From Noisy Neural Time Series to Structured Language: A Foundation Model for Imagined Speech Decoding from EEG signals
Abstract
Communicative brain–computer interfaces (BCIs) offer a promising pathway for restoring communication in patients affected by conditions such as amyotrophic lateral sclerosis (ALS). Among these paradigms, imagined speech decoding from non-invasive EEG is particularly attractive due to its portability and scalability. However, EEG constitutes a highly noisy neural time series, characterized by low signal-to-noise ratios, substantial inter-subject variability, and susceptibility to artifacts. Moreover, imagined speech arises from purely internal cognitive processes, producing weak and spatially diffused neural activity. Extracting structured semantic information from such signals remains a significant challenge.

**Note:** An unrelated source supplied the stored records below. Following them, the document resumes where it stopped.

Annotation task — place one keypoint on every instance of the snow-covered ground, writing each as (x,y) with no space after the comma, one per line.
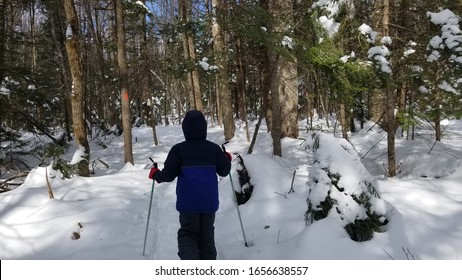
(105,216)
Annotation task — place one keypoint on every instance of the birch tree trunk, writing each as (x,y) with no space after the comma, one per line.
(123,82)
(78,85)
(222,76)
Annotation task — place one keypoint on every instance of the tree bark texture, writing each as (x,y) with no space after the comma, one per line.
(78,85)
(195,96)
(123,82)
(222,76)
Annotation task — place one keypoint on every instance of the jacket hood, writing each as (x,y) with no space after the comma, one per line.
(194,126)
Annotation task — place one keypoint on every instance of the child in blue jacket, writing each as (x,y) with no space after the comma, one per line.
(196,162)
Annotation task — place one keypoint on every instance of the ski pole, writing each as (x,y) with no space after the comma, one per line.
(235,198)
(149,212)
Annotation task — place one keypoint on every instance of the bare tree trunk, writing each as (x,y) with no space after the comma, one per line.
(3,4)
(66,76)
(390,102)
(78,82)
(343,119)
(222,77)
(149,108)
(437,105)
(286,80)
(195,96)
(123,82)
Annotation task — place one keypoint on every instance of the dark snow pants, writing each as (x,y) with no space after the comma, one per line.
(196,238)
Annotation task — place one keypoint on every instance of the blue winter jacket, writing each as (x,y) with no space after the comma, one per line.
(196,162)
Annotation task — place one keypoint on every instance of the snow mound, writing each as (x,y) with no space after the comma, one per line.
(425,165)
(342,189)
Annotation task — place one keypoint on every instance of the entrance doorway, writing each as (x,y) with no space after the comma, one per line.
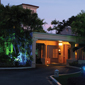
(52,53)
(40,52)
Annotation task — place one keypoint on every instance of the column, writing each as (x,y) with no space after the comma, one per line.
(45,51)
(33,53)
(72,53)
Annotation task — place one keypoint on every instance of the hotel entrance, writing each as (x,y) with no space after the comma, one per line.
(52,52)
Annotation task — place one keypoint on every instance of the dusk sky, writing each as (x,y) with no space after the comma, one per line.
(52,9)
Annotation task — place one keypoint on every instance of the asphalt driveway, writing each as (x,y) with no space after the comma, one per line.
(38,76)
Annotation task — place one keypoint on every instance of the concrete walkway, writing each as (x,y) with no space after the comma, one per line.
(38,76)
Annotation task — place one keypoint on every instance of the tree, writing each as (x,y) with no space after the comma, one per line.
(59,26)
(78,26)
(13,20)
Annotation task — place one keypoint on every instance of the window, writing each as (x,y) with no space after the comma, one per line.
(55,53)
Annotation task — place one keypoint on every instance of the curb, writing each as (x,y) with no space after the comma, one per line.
(73,67)
(14,68)
(58,83)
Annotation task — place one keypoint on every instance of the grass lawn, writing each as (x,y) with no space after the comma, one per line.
(72,77)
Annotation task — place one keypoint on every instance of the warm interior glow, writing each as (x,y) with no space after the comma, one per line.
(60,41)
(75,53)
(60,44)
(59,50)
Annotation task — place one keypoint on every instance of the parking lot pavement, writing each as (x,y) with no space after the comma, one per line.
(38,76)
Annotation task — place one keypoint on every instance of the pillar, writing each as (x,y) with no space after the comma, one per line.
(33,53)
(72,54)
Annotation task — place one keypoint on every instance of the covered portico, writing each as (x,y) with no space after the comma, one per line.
(52,40)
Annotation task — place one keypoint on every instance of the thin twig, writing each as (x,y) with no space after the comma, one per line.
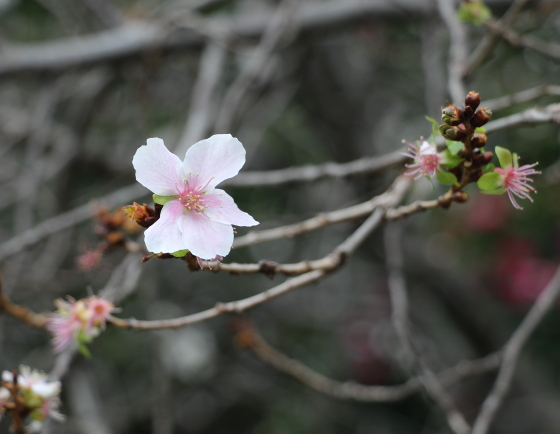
(523,96)
(358,392)
(511,353)
(338,257)
(524,41)
(19,312)
(486,46)
(457,49)
(325,219)
(399,302)
(278,31)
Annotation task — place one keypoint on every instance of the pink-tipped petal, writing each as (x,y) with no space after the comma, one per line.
(210,161)
(164,235)
(158,169)
(205,238)
(222,209)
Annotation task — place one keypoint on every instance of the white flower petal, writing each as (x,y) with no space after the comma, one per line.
(164,235)
(158,169)
(205,238)
(222,209)
(210,161)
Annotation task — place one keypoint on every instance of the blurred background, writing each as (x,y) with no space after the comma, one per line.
(84,83)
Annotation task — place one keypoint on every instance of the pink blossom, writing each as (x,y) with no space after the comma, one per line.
(197,216)
(36,392)
(426,160)
(515,181)
(77,320)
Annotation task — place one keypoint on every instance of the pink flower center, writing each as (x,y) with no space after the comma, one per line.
(429,162)
(509,176)
(193,200)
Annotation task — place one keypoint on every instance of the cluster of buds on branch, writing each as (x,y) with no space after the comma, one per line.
(29,395)
(78,321)
(464,160)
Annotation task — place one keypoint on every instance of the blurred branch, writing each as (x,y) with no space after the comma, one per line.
(523,96)
(338,257)
(244,179)
(486,46)
(22,313)
(457,49)
(350,390)
(210,73)
(134,38)
(524,41)
(512,351)
(530,117)
(325,219)
(399,318)
(279,30)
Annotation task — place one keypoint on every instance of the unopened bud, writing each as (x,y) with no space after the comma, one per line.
(481,117)
(460,197)
(115,238)
(467,112)
(487,157)
(476,175)
(451,115)
(141,214)
(479,140)
(452,133)
(472,100)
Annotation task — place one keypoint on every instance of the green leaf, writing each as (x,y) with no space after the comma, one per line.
(454,147)
(84,350)
(505,157)
(497,191)
(474,12)
(490,181)
(446,178)
(435,126)
(162,200)
(449,160)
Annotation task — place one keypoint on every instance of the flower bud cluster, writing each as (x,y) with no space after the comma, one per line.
(29,394)
(78,321)
(461,164)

To address this challenge, we present NeuroSpeak, a JEPA-based framework for sentence-level imagined speech generation from non-invasive EEG. Our approach combines masked neural signal modeling with vector-quantized latent discretization to learn robust EEG representations, which are aligned with language embeddings using a predictive alignment objective and decoded into natural language via a pretrained sequence model. We train and evaluate our model on the large-scale CHISCO corpus comprising over 20,000 imagined speech sentences under a subject-agnostic evaluation setting. The proposed framework achieves a semantic similarity score of 47.70\% relative to ground-truth text, demonstrating generalization beyond subject-specific neural patterns. To the best of our knowledge, this represents the largest and most semantically diverse study of sentence-level imagined speech generation using non-invasive EEG.